Apenas queda ya nada.

Tampoco volverás a ver a José.

El olor, el verde embriagador de la generosa naturaleza, el sonido solemne de los cantos profundos, la algarabía de las celebraciones, la nobleza de los amigos como José y el calor permanente sobre la piel comenzarán a serte ajenos. Ya no formarás parte de todo esto. En el mismo momento en que subas a ese avión, volverás a ser un öpottò, un extranjero.

—Querido Ösé…, quiero pedirte un último favor.

—Lo que tú digas.

—Cuando te vaya bien, alguna vez, si puedes, me gustaría que llevaras unas flores a la tumba de mi padre. Se queda muy solo en esta tierra.

Qué tristeza produce pensar que tus restos descansan en un lugar olvidado, que no habrá nadie que te dedique unos minutos frente a tu tumba.

—Antón tendrá flores frescas en su tumba mientras yo viva.

—Tènki, mi fren.

«Gracias, mi amigo. Por sacarme de apuros. Por ayudarme a comprender este mundo tan diferente al mío. Por enseñarme a quererlo. Por saber ver más allá del dinero que me trajo aquí. Por no juzgarme…»

—Mi hat no gud, Ösé.

—Yu hat e stron, mi fren.

«My heart is not good. Your heart is strong, my friend.» Tu corazón no está bien, pero tu corazón es fuerte.

Resistirá todo lo que venga.

Resistirás, sí. Pero no olvidarás que durante años empleaste cuatro lenguas que ahora te resultan insuficientes para describir lo que sientes: que «tu hat no gud».

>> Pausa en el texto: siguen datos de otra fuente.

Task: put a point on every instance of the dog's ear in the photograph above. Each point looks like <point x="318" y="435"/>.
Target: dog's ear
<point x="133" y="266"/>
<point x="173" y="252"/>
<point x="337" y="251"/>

El avión espera en la pista.

Adiós, vitémá, hombre de gran corazón. Cuídate mucho. «Tek kea, mi fren.» Estrecha mi mano. «Shek mi jan.»

«Take care. Shake my hand.»

Te dejarás arrastrar por las nubes durante miles de kilómetros y tomarás tierra en Madrid, donde cogerás un tren a Zaragoza. Luego te subirás a un autobús y, en poco tiempo, te reencontrarás con los tuyos. Todas las horas del viaje te resultarán escasas para despegarte de los últimos años, que habrán sido los mejores de tu vida.

Y ese hecho, el reconocer que los mejores años de tu existencia pasaron en tierras lejanas, será un secreto que guardarás en lo más profundo de tu corazón.

No puedes saber que tu secreto verá la luz dentro de más de treinta años. No puedes saber que algún día las dos partes de la imagen tan cruelmente separadas volverán a juntarse.

Todavía no existe Clarence.

Ni tu otra Daniela.

A medida que el avión gane altura verás por la ventanilla cómo se va empequeñeciendo la isla. Todo el verde del mundo que una vez invadió tu ser se irá convirtiendo en una leve mancha en el horizonte hasta que desaparezca. En el avión viajarán contigo otras personas. Todas permaneceréis en silencio. Todas os llevaréis vuestras historias.

El silencio se podrá traducir en unas pocas palabras, insuficientes para explicar la opresión en el pecho:

—Ö má we è, etúlá.

Adiós, vuestra querida isla en el mar.